False statement and injudicious behavior are both problems

Michael J. Broyde is a professor of law at Emory University who teaches legal ethics. (Courtesy)
Michael J. Broyde is a professor of law at Emory University who teaches legal ethics. (Courtesy)

That public identification should not turn this into a circus. Nor should it obscure the constitutional issue. The question is not whether the judge committed a crime. It is whether a judge who uses chambers this way has continued to satisfy the constitutional condition of “good Behaviour.”

I think she has not.

This is not about prudery. Judges have private lives, and not every personal failing is a constitutional matter. The problem here is the connection between private misconduct and public office. Judicial chambers are not private bedrooms. Chambers are part of the federal workplace and part of the machinery of justice.

Honesty would not have cured the problem. Imagine a judge announcing that chambers would be unavailable during lunch because the judge was conducting an affair there with a police commander.

That announcement would avoid a false statement. It would still be intolerable. The misconduct is not only the denial to judicial investigators. It is the use of judicial space, judicial time and judicial authority in a way incompatible with the office.

Of course, the conflict concern is also serious. A secret relationship between a federal judge and a senior law-enforcement officer in the same community is not a harmless private indiscretion.

Federal courts hear criminal cases, civil rights actions, suppression motions, warrant challenges, police-witness credibility disputes and cases involving government agencies. The public should not have to rely on luck to preserve the appearance of impartial justice.

The judiciary’s response exposes the limits of self-policing. A private reprimand may be appropriate for ordinary misconduct. It is inadequate for conduct that used chambers for sexual activity, compromised staff, misled a misconduct inquiry, created conflict-of-interest risks and damaged public confidence in the courts.

Any impeachment process should be sober and not sensational

U.S. District Judge Eleanor Ross. (Courtesy)
U.S. District Judge Eleanor Ross. (Courtesy)

To be clear, Congress cannot invent a shortcut around impeachment. Removal requires impeachment by the House and conviction by the Senate.

But it does not follow that Congress may act only when a judge has committed crime. The Constitution directs that judges hold office during “good Behaviour,” which has to mean more than “not yet convicted of a crime.”

Congress must exercise this power with great caution.
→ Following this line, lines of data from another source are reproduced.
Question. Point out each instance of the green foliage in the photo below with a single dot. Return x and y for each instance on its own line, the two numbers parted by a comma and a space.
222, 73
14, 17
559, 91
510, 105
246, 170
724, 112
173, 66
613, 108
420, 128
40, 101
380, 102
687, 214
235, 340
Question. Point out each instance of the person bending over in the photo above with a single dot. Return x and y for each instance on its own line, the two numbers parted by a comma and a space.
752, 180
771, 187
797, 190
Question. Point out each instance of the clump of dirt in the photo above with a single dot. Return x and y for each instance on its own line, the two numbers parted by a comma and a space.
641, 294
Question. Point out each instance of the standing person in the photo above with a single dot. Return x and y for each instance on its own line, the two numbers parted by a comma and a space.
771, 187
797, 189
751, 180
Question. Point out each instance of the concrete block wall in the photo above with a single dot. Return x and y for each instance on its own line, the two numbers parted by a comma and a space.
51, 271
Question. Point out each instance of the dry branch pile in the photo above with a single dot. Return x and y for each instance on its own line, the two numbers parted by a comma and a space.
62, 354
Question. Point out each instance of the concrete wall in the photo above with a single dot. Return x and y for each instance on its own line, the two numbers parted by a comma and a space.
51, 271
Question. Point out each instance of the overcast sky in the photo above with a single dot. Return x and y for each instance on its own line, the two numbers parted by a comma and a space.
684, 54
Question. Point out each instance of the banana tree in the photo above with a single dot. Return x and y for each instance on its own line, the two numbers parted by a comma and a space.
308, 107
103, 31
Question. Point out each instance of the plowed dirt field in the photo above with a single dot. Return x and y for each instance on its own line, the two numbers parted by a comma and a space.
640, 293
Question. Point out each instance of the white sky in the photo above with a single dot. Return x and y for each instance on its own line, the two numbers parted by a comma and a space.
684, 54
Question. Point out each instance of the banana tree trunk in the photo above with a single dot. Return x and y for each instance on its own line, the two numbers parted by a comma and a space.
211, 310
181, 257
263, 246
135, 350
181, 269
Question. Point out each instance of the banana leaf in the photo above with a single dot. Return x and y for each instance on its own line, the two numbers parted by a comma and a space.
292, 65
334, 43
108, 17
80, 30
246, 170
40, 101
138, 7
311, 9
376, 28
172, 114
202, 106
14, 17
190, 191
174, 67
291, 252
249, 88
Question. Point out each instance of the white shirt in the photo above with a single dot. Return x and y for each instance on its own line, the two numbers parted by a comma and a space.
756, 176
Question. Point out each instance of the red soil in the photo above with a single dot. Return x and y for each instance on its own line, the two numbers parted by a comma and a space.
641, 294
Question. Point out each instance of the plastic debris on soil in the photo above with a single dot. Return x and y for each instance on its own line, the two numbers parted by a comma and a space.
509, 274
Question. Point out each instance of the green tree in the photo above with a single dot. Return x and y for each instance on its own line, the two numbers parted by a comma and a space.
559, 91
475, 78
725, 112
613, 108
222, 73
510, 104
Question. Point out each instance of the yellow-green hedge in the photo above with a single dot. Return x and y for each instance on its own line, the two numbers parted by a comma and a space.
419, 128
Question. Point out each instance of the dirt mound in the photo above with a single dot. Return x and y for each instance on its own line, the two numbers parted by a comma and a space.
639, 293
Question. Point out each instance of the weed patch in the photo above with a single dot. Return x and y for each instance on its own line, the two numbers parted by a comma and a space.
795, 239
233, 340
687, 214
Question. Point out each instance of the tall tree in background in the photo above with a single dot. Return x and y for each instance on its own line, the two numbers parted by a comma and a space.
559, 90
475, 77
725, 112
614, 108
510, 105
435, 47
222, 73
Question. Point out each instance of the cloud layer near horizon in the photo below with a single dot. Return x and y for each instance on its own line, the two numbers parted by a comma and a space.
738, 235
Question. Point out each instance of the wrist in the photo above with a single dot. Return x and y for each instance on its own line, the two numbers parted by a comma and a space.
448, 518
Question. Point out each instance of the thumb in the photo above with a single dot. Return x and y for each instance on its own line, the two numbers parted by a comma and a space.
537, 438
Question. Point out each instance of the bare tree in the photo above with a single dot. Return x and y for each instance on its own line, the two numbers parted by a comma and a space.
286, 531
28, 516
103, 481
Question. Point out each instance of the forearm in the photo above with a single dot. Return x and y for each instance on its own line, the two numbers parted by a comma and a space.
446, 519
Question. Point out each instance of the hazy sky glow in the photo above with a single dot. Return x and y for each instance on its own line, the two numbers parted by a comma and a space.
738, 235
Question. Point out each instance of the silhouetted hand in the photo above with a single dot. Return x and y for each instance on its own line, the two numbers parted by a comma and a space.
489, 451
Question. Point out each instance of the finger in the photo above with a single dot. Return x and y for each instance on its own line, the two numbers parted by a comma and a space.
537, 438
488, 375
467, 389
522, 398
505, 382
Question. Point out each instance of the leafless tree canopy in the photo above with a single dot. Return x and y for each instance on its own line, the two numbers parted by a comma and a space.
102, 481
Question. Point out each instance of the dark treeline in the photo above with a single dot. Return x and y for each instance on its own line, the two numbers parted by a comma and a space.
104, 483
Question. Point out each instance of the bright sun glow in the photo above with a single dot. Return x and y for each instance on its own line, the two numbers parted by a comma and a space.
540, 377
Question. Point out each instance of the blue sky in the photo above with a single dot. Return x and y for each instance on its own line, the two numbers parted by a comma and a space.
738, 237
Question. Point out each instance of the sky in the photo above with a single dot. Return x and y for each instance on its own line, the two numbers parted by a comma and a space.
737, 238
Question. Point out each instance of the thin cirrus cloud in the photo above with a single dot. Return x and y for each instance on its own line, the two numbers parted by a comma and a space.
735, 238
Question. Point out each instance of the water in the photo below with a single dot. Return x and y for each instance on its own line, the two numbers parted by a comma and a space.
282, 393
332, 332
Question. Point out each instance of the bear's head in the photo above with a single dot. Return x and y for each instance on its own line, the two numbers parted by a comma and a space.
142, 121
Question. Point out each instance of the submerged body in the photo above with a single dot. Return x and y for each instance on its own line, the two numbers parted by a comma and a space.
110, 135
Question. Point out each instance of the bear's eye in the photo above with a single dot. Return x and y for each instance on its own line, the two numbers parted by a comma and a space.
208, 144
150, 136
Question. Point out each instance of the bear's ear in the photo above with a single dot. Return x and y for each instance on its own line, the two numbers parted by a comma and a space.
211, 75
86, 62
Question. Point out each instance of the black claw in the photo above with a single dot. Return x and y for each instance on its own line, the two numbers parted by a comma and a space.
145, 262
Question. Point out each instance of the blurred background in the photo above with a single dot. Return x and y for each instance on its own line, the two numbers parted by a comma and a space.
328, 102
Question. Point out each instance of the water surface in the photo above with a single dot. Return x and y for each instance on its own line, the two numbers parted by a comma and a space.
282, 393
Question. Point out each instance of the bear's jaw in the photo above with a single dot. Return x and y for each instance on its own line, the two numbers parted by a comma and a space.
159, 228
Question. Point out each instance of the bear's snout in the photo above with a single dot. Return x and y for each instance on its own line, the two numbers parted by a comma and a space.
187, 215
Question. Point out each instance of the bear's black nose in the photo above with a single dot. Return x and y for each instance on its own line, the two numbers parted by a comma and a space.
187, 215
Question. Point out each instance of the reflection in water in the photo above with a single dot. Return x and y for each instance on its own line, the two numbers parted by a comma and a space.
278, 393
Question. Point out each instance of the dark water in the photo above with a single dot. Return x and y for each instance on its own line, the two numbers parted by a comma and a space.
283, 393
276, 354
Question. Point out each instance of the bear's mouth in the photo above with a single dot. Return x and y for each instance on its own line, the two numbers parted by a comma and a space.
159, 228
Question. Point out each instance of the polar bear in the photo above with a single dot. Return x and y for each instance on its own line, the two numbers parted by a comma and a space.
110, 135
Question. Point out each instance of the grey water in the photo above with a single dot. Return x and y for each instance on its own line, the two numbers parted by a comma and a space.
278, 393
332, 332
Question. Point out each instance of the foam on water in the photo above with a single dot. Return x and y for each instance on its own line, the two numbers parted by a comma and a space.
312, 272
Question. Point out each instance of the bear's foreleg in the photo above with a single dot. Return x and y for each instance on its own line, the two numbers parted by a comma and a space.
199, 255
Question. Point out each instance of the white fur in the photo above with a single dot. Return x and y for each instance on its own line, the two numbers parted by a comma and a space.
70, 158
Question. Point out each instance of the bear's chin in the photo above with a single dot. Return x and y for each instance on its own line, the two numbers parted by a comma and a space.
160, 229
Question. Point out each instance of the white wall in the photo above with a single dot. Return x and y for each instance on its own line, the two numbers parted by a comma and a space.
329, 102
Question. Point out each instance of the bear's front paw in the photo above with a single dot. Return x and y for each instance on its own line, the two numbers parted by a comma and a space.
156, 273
Judges must not face removal because legislators dislike their rulings. “Good Behaviour” cannot become a partisan trapdoor through which Congress threatens judicial independence whenever it is angry at the courts.
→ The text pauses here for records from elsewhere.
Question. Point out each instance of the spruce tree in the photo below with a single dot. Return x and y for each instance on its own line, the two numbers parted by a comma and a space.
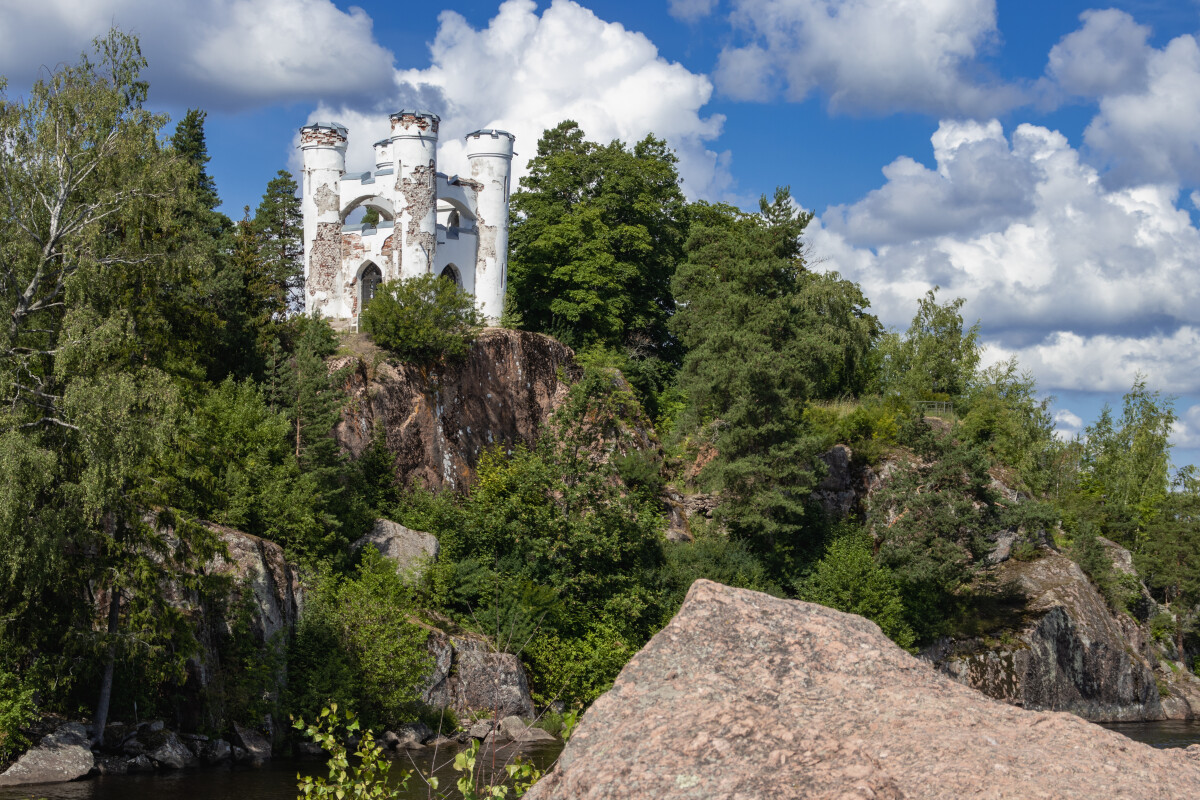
763, 337
279, 227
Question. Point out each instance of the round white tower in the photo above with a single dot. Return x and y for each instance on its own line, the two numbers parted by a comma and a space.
414, 143
490, 154
383, 154
323, 148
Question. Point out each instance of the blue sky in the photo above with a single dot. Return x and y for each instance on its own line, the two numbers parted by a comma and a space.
1041, 160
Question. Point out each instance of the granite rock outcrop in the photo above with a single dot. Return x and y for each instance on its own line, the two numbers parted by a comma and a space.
749, 696
437, 423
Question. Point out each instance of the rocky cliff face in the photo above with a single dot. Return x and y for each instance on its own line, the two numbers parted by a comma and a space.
1061, 649
265, 594
438, 423
748, 696
1071, 655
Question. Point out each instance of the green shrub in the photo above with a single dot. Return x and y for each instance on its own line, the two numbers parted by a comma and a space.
1162, 627
847, 578
364, 777
575, 669
17, 710
357, 647
423, 319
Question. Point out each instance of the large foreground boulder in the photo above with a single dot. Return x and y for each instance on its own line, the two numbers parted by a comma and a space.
749, 696
60, 756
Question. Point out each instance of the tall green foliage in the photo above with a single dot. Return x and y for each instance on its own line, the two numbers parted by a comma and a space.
849, 578
279, 287
1125, 470
1003, 414
355, 645
597, 234
936, 359
930, 519
763, 336
423, 319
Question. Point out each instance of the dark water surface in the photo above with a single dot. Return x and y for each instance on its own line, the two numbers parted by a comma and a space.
273, 781
277, 779
1170, 733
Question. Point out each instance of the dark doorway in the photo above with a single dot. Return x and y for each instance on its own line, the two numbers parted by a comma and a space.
370, 283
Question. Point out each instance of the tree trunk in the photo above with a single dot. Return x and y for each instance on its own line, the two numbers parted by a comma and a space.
106, 683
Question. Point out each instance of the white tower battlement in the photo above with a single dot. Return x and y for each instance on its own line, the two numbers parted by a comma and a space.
490, 154
429, 222
323, 148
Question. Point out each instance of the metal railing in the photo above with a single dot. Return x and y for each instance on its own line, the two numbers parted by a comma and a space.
936, 408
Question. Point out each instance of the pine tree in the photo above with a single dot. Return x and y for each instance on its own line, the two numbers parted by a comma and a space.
189, 142
763, 337
279, 227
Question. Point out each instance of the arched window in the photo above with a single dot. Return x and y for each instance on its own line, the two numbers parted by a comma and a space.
369, 283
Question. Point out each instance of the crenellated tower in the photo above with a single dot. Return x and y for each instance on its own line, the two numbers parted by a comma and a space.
323, 149
490, 154
429, 222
But this case is not about a controversial opinion, statutory interpretation, constitutional methodology or ideological disagreement. It is about personal misconduct in chambers, treatment of court staff, dishonesty in a judicial misconduct inquiry, attendance at a partisan event and misuse of the judicial workplace.
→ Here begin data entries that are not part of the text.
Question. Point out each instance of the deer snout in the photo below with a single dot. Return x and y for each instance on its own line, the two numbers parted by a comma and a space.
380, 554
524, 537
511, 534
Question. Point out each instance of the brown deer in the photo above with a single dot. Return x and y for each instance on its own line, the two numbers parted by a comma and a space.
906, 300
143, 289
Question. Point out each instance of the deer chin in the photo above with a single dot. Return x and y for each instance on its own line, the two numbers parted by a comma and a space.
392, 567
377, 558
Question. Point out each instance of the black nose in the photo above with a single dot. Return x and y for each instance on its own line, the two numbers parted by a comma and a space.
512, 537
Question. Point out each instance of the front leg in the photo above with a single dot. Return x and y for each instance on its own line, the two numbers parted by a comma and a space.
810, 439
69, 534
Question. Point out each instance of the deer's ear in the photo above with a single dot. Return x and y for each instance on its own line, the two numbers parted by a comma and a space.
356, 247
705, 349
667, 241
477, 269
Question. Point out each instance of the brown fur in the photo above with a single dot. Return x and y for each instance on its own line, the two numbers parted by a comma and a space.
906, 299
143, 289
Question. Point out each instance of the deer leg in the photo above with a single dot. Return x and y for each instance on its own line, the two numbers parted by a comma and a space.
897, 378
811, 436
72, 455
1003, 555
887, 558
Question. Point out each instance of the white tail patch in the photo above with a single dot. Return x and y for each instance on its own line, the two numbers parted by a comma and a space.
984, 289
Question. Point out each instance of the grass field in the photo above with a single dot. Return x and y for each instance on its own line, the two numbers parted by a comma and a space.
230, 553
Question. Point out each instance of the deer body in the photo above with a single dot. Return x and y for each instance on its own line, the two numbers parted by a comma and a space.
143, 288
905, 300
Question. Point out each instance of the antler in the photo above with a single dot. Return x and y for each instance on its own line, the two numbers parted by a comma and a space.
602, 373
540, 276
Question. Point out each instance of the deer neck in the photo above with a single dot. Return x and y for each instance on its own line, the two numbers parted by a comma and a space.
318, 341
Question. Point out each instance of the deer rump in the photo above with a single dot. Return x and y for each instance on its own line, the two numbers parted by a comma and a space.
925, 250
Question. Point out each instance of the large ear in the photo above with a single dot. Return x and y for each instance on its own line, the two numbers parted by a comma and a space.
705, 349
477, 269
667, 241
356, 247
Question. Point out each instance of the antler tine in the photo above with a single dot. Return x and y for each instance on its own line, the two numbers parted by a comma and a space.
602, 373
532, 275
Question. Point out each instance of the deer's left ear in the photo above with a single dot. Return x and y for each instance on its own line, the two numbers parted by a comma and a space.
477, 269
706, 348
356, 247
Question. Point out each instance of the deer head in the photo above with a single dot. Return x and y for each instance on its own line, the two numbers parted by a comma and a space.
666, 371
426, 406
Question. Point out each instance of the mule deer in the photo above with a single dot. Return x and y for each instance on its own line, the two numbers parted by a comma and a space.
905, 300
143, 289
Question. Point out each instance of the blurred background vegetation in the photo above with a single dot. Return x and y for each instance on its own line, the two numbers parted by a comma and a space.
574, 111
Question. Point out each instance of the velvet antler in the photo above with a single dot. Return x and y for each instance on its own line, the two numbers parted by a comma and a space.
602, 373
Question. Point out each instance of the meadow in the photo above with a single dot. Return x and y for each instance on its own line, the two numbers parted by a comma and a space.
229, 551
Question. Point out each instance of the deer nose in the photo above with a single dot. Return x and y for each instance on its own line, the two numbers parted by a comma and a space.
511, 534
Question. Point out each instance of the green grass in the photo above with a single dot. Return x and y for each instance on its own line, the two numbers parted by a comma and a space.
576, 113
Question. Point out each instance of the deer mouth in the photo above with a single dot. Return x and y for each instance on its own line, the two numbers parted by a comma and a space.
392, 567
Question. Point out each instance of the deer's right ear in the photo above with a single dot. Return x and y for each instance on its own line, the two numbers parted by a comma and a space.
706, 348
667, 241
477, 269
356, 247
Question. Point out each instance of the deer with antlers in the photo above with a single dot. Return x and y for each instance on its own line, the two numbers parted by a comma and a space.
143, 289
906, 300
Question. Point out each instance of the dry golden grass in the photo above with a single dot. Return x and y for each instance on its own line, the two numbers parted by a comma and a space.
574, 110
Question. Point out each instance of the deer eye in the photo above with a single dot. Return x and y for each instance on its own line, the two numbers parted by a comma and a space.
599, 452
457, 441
If Congress cannot even consider impeachment in a case like this, then “good Behaviour” has been drained of much of its meaning.

The House should open an expedited impeachment inquiry, first confirming whether the judge described in the misconduct orders really is Judge Ross, and then deciding whether articles of impeachment are warranted. The inquiry should be careful, not sensational. It should focus on the constitutional standard, not on embarrassment or political advantage.

The Senate, if articles are approved, should then decide whether the misconduct justifies conviction and removal. That decision should be sober, institutional and constitutional.

Life tenure protects judges from political pressure. But the price of that independence is conduct worthy of confidence. A judicial robe is not a nightgown. Chambers are not bedrooms. And “good Behaviour” is not an empty phrase.

When a federal judge stops behaving well in the performance and setting of judicial office, Congress should be willing to say so.